To summarize, if you want to divest control and give more responsibility to the people around you, you must build up their competence and strengthen organizational clarity so everything can still function properly.
10. The most beautiful organ in my body
The joke that best starts this lesson goes like this:
I used to think that the brain was the most wonderful organ in my body. Then I realized who was telling me this.
– Emo Philips
For quite a long time I proudly considered myself a “brain person”, meaning I was proud of the knowledge and brainpower I aggregated over the years. I also very much identified with my brain. This came mainly because interacting with my brain was the easiest for me. I could have discussions, thoughts, arguments, and all kinds of interactions with my brain and I am very fluent to understand its language.
But one day my mindfulness trainer gave me radical feedback: “You are basically a brain on a stick, don’t you think you have a body too!?”.
This question caused a long inwards journey for me last year. I started to increasingly get more familiar with the other languages of my being – e.g., my heart and my gut – standing for my emotions and my intuition. And just to be clear: I am not saying that they were not there before of course.

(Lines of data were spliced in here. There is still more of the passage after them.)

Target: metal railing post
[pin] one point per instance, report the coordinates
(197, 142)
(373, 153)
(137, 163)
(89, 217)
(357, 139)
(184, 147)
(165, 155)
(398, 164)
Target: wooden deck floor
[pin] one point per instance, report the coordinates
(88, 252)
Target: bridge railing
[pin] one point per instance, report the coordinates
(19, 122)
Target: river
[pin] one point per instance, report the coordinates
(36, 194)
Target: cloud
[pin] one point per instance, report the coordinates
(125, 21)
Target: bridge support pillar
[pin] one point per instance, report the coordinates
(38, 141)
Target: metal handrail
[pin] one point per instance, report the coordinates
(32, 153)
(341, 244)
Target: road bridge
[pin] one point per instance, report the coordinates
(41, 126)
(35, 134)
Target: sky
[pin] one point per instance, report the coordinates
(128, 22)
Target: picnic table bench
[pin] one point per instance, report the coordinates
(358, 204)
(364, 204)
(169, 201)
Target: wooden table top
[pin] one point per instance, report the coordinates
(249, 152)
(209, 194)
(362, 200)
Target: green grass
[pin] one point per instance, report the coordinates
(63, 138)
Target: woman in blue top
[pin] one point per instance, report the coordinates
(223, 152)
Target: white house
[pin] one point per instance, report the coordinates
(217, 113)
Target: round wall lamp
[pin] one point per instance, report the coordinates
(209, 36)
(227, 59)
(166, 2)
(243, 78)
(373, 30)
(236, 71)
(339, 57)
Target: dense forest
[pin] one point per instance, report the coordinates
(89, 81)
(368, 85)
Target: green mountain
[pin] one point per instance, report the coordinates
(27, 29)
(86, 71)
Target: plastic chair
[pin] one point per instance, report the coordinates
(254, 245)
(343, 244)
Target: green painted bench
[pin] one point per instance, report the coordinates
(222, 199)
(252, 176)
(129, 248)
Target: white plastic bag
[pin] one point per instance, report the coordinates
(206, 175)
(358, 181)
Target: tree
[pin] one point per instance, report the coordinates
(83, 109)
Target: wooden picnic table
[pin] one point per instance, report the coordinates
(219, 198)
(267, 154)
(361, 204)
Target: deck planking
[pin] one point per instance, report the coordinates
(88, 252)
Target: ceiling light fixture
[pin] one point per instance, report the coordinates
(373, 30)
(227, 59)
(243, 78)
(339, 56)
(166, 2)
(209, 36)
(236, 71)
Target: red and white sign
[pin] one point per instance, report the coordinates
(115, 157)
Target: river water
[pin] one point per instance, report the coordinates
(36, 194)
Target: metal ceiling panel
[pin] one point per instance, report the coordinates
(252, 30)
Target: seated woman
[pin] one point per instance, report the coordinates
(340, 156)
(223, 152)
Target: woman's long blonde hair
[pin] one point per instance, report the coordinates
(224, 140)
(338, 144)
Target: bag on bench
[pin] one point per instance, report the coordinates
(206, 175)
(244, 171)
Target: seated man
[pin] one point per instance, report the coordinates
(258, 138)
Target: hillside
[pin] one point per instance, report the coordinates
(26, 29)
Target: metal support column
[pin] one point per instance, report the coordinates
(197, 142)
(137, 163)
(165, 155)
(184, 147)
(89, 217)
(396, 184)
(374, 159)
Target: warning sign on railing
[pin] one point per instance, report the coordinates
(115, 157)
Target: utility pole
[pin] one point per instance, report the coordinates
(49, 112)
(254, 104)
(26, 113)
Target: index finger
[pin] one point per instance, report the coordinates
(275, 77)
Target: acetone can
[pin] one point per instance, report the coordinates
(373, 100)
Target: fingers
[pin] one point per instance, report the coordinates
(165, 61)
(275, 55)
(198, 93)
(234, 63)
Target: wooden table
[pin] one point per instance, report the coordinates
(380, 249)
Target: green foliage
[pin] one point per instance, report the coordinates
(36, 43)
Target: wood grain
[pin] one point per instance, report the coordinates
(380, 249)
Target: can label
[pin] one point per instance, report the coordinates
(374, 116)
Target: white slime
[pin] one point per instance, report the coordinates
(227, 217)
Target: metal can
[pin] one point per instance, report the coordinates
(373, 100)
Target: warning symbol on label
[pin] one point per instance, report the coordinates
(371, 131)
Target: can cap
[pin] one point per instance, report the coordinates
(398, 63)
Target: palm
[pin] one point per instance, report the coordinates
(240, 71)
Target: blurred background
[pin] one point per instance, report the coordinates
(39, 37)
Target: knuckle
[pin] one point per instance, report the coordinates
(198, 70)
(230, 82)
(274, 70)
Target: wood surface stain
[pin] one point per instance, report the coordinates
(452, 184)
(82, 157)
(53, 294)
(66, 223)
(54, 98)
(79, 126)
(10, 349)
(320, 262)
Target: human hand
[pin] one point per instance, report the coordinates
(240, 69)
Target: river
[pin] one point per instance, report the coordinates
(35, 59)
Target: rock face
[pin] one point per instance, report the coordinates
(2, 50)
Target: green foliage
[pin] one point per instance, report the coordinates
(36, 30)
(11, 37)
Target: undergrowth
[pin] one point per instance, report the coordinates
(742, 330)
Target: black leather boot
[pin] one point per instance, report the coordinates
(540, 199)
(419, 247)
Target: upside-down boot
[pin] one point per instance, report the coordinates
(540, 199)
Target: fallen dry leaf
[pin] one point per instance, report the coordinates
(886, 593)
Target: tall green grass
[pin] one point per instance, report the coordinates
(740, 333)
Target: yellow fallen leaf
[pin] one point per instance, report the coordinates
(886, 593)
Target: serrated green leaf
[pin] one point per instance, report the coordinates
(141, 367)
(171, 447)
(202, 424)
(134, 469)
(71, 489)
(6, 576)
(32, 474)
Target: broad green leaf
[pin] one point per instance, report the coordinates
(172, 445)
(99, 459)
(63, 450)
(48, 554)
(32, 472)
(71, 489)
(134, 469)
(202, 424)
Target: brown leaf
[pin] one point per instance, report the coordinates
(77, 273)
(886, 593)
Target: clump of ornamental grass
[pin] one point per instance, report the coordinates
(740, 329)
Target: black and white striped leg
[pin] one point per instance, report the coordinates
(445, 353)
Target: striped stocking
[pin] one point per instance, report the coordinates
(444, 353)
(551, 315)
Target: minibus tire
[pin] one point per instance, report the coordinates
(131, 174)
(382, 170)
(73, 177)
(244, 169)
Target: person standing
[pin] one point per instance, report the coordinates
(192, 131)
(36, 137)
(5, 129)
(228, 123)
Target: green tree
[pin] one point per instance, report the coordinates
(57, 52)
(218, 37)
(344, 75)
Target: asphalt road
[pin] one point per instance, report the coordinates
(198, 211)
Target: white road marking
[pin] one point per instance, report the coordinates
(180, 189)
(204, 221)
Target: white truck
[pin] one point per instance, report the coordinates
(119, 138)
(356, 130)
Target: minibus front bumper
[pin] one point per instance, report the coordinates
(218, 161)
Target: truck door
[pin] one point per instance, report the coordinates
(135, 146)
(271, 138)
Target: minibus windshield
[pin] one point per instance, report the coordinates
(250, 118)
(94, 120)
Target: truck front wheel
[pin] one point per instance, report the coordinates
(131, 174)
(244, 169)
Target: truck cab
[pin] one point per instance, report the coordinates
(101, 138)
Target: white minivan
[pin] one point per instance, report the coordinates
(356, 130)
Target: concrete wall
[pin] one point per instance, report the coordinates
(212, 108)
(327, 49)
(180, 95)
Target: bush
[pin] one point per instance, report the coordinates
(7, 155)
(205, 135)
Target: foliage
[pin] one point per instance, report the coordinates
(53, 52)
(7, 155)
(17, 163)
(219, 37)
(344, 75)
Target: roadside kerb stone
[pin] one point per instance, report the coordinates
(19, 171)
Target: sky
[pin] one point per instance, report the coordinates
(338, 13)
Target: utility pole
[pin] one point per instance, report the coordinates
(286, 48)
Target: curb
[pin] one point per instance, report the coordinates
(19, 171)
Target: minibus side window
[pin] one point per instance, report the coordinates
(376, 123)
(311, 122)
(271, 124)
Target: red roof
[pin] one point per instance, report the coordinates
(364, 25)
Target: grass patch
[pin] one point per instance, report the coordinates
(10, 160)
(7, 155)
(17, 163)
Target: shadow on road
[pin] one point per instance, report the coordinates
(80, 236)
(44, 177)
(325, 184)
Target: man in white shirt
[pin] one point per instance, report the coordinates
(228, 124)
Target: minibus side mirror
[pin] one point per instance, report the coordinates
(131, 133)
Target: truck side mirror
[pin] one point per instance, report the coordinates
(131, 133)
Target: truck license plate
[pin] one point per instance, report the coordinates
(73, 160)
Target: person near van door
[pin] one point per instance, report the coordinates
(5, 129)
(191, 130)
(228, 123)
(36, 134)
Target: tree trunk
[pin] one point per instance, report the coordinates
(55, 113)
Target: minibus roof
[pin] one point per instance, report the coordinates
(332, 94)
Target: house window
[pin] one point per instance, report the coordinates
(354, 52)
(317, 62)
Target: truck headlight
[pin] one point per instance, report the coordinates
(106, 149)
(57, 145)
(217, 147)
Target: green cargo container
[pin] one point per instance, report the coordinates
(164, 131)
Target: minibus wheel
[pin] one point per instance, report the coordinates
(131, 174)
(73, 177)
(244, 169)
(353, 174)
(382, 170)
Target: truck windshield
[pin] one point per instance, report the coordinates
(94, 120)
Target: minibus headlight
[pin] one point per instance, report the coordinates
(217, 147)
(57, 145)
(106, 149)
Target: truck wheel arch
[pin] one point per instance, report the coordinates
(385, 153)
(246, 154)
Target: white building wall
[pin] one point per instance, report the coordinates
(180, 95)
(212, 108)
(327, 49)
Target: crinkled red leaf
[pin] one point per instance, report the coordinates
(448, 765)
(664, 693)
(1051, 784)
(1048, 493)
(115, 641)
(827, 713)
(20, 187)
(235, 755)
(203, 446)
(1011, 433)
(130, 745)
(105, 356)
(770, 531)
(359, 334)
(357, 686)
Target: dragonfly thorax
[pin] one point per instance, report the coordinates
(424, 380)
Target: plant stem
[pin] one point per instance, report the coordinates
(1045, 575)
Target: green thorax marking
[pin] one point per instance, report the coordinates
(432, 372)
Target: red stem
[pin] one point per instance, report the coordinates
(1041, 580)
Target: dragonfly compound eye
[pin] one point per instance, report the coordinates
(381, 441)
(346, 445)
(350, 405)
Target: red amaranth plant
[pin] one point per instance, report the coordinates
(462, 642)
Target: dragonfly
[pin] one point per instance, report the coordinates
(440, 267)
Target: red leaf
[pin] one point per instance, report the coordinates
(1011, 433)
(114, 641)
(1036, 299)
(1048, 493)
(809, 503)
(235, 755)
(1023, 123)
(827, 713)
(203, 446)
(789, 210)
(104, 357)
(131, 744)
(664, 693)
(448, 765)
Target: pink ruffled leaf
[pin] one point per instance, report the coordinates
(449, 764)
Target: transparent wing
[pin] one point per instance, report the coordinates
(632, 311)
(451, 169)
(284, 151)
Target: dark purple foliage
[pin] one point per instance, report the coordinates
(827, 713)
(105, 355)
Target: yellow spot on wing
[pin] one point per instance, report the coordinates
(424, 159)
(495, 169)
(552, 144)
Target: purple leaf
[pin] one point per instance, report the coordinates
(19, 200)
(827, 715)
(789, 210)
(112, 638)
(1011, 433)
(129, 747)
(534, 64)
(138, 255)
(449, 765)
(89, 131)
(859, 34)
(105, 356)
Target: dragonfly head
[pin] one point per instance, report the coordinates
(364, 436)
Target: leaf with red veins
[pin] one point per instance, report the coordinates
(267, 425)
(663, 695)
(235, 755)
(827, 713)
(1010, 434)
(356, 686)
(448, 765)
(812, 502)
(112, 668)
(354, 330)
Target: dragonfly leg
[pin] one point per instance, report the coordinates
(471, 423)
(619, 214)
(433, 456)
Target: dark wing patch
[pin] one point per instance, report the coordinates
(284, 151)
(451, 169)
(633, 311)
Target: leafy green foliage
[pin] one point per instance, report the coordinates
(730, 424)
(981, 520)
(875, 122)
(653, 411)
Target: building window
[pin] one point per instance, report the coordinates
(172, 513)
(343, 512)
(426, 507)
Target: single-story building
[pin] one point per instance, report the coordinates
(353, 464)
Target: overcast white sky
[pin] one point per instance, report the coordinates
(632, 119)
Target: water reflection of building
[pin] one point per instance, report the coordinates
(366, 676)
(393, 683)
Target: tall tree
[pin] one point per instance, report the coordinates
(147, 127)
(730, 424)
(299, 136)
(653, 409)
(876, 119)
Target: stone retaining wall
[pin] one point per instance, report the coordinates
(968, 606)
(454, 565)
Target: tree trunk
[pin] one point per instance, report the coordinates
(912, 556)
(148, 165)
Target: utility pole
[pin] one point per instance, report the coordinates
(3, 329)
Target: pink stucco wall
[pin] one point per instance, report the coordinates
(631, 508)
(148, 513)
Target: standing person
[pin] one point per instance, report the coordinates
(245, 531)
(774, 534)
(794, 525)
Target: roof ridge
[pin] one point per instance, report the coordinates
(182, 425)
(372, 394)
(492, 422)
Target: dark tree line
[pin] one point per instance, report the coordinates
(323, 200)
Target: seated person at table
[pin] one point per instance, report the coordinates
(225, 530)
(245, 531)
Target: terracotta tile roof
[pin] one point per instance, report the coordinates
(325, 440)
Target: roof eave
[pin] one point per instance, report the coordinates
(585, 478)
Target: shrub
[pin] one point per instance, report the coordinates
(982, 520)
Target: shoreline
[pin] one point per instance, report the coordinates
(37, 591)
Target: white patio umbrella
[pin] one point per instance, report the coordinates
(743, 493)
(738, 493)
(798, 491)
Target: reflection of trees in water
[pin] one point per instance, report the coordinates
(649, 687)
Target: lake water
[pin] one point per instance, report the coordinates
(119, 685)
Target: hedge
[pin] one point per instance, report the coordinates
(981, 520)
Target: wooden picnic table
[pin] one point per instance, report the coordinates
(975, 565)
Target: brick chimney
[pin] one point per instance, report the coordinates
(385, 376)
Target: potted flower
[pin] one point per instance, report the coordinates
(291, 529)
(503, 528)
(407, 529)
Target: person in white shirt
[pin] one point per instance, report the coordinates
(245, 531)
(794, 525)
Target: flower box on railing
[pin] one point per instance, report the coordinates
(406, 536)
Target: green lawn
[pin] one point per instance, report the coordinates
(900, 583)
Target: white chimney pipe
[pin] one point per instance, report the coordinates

But nevertheless, my intuition and my feelings for example were always second-grade decision-makers, because they speak a different language. Learning your “entire body‘s language” (this includes the brain of course), was – and is – a demanding work.
The body’s language
Thus the journey started to listen more to the little itches my body was communicating with, like the fluffy feeling in my gut that my intuition places there to warn me of something I should be suspicious of. Actually, if you think about it, our body’s intelligence has always been the most effective warning system (it would tell us when to eat or drink, when to fight or flight, etc.) and is crucial for our survival as humankind.
The learning that stuck with me here was to embrace myself more wholeheartedly (appreciation pause for the nice wording here).
And this also needs some practice. Some invaluable tools that I found for me: yoga, mindfulness, meditation, long walks in the woods, sports (running, swimming, does not matter), reflection – lots and lots of reflection. Best done with a coach, mentor, therapist, whatever works for you. And if you are sceptical about the last point (as so many still are), think about this:
If you want to learn a new sport, don’t you seek the support of a coach? It’s still you that must perform all the action, but it helps if someone points to certain things, and makes you aware of them.
Thoughts going forward: Live the questions instead
So how do I feel about 2021? Grateful and humbled.
I learned so much last year, and so many people allowed me to have great lessons that I can now take away and spread. To those people I wanna say: Thank you and Namaste – or, the light within me honours the light within you!
And, to conclude this intense and intimate post, and to state my wishes for 2022 I think there is barely a better way than to do it with a poem from Rainer Maria Rilke that I found last year and that easily became my most beloved:
Be patient toward all that is unsolved in your heart and try to love the questions themselves, like locked rooms or books that are written in a very foreign tongue. Do not now seek the answers, which cannot be given to you, because you would not be able to live them.
Rainer Maria Rilke
And the point is, to live everything.
Live the questions instead.
Perhaps you will then gradually one day, without even noticing it, live into the answer.